Как же ему теперь быть, где найти помощника? В районе сказали, что сельсовет должен выдавать бумаги на новорожденного, на умершего, что сельсовет обязан женить молодых и на это тоже выдавать бумагу. Сказали, что эти бумаги на всю жизнь выдаются. Тогда Пиапон еще усмехнулся: покойникам-то зачем бумаги, тоже на всю жизнь? Знают, что все председатели сельсоветов неграмотные, а придумывают им лишнюю работу.
– Богдана нет, был бы он… – вздохнул Холгитон.
«Что о нем теперь говорить? – с горечью подумал Пиапон. – Был бы он, стал бы председателем, мне не пришлось бы теперь мучиться. Но Богдан далеко, так далеко, что и умом нам его не достать, во сне не увидеть».
– Помощника в Нярги тебе не найти, – продолжал Холгитон. – Может, в Малмыже кого найдешь?
– В Малмыже им самим нужны грамотные люди.
– Может, Хорхой маленько подучится, вспомнит. Он ведь умеет, вон как он нацарапал, будто ворона прошла по снегу, а читается. Надо же так, слово оставляет на бумаге след. Удивительно. Хоть бы книжку когда прочитать.
– Верно, дака, выучись, станешь помощником председателя сэлэм Совета, – сказал кто-то насмешливо.
– Не смейся, когда человек о далеком будущем думает. Почему бы мне не научиться читать и писать? Что, голова моя хуже, чем у других? Жаль, что нет человека, который научил бы меня.
«Верно, кто бы научил, – подумал Пиапон. – Богдан умел и читать и писать. На охоте, когда в пуржливые дни отсиживались в зимнике, сколько было свободного времени, и я мог бы научиться читать и писать. Почему я тогда не пытался научиться? Теперь стыдно, имя свое на бумагах не знаю как написать.

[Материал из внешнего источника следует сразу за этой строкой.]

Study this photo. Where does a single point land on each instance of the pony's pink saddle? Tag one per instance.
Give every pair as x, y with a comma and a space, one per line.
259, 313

Сказали, можно любой знак поставить. Любой знак каждый дурак поставит!»
– Хорхой, собери свой ум в тугой комок и напиши мое имя, – сказал вдруг Пиапон.
Хорхой послушно взял карандаш, придвинул бумагу и надолго задумался. Потом погрыз кончик карандаша, опять подумал. Наконец карандаш уткнулся в бумагу и отправился в длинную и неведомую дорогу.
– По буквам, медленно прочти, – потребовал председатель, когда грамотей разогнул спину.
– Пи-а-пон, – прочитал Хорхой, хотя написал «Пеяпом».
– Хорошо! Какой он молодец! – обрадовался Холгитон. – Надо его отправить в район, в Болонь, пусть немного подучат. Будет он твоим помощником, сумеет.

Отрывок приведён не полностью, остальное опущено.